Quality Manager
Reporting to the Director of Quality, ensure all pharmaceutical products manufactured or distributed by the company comply with global and local regulatory requirements, company standards, and customer expectations.
Key Responsibilities:
* Develop, implement, and maintain the Quality Management System (QMS) in compliance with GMP, regulatory requirements, and company policies.
* Oversee the management of SOPs, Work Instructions, and other quality-related documentation.
Regulatory Compliance:
* Ensure that all products and processes comply with relevant regulations and guidelines (e.g., FDA, EMA, MHRA).
* Stay updated with changes in regulatory requirements and ensure timely implementation of necessary changes.
Audits and Inspections:
* Lead internal audits and participate in external audits and regulatory inspections.
* Prepare audit reports, manage corrective and preventive actions (CAPAs), and follow up on audit findings.
Training and Development:
* Develop and execute training programs for staff on quality-related topics to ensure compliance with regulatory requirements and company standards.

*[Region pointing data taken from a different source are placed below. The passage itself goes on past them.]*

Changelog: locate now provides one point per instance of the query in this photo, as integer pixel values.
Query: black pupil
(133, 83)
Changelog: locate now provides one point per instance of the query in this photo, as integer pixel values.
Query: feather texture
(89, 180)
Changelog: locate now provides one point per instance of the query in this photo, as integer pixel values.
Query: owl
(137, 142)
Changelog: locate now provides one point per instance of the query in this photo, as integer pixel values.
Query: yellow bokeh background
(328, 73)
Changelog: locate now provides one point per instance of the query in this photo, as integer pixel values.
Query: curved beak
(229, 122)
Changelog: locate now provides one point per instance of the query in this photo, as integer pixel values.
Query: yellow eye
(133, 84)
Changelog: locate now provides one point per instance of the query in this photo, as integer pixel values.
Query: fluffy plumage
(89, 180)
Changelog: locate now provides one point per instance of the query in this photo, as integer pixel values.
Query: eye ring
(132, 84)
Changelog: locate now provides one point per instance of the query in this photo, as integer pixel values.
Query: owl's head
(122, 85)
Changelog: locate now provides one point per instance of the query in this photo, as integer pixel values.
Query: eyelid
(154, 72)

* Monitor the effectiveness of training programs and maintain training records.
Quality Control:
* Oversee the quality control processes, including raw material testing, in-process monitoring, and final product testing.

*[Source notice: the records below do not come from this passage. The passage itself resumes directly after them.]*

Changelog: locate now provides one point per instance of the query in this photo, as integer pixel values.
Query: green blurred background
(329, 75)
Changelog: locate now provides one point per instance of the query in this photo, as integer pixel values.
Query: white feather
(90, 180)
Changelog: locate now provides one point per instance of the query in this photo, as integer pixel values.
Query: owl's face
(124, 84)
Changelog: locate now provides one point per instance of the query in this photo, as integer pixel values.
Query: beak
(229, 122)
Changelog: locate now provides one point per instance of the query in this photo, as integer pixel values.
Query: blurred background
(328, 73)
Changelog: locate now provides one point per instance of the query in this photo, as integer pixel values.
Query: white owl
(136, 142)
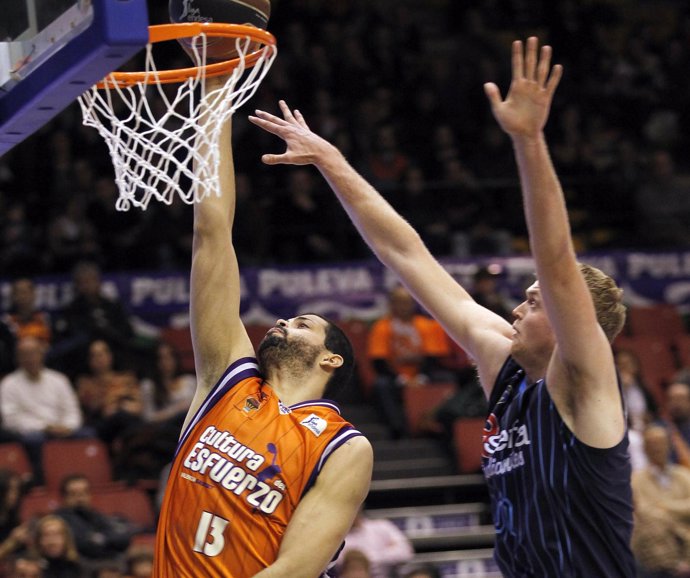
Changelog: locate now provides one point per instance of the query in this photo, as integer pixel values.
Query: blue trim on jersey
(561, 508)
(239, 370)
(345, 434)
(318, 402)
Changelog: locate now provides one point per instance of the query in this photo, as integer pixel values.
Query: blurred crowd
(398, 87)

* Ensure that all quality control activities are documented and carried out in accordance with established procedures.
Deviation and Change Control Management:
* Manage and investigate deviations, non-conformances, and product complaints.

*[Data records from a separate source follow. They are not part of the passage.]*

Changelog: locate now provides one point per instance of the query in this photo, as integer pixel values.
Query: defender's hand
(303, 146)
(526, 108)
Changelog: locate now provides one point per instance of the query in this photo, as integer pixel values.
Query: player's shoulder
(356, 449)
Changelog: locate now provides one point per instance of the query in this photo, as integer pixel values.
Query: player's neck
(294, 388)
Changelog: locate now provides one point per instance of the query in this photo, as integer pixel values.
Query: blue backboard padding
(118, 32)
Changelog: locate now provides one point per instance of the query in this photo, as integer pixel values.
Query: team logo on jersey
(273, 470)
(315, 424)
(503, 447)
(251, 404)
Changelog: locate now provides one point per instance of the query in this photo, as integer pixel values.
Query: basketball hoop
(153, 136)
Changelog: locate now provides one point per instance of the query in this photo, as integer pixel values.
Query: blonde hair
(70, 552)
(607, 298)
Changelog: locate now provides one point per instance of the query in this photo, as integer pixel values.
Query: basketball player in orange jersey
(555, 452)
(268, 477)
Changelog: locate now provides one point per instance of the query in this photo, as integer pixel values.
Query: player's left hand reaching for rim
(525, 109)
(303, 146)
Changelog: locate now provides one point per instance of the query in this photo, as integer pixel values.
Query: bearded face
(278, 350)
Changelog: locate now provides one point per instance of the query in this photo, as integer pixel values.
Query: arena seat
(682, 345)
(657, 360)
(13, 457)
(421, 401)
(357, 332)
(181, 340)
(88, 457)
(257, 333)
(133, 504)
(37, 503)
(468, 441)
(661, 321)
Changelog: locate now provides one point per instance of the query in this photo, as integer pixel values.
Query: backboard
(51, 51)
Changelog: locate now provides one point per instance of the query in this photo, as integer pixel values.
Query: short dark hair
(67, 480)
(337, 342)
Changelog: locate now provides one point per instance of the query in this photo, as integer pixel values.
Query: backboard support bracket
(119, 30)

* Oversee the change control process to ensure proper evaluation, approval, and implementation of changes in procedures, equipment, or processes.
Product Release:
* Collaborate with the Qualified Person (QP) to ensure that batch documentation is reviewed, and products are released in compliance with regulatory requirements and company standards.
Continuous Improvement:
* Promote a culture of continuous improvement by identifying areas for improvement and implementing effective solutions.
* Use quality metrics and data analysis to drive process improvements and enhance product quality.
Supplier Quality Management:
* Evaluate and qualify suppliers and contractors to ensure they meet the company's quality standards.
* Manage supplier audits and assessments to maintain a high level of quality throughout the supply chain.
Requirements:
* Bachelor's degree or higher in Pharmacy, Chemistry, Biology, or a related field.
* A minimum of 5 years of experience in quality management within the pharmaceutical industry.
* In-depth knowledge of GMP, FDA, EMA, and other relevant regulatory requirements.
* Experience with QMS implementation and management.
Skills and Competencies:
* Strong leadership and team management skills.
* Excellent communication and interpersonal skills.
* Attention to detail and strong analytical skills.
* Ability to handle multiple tasks and prioritize effectively.
* Proficiency in risk management and problem-solving.
* Competency in using quality management software and tools.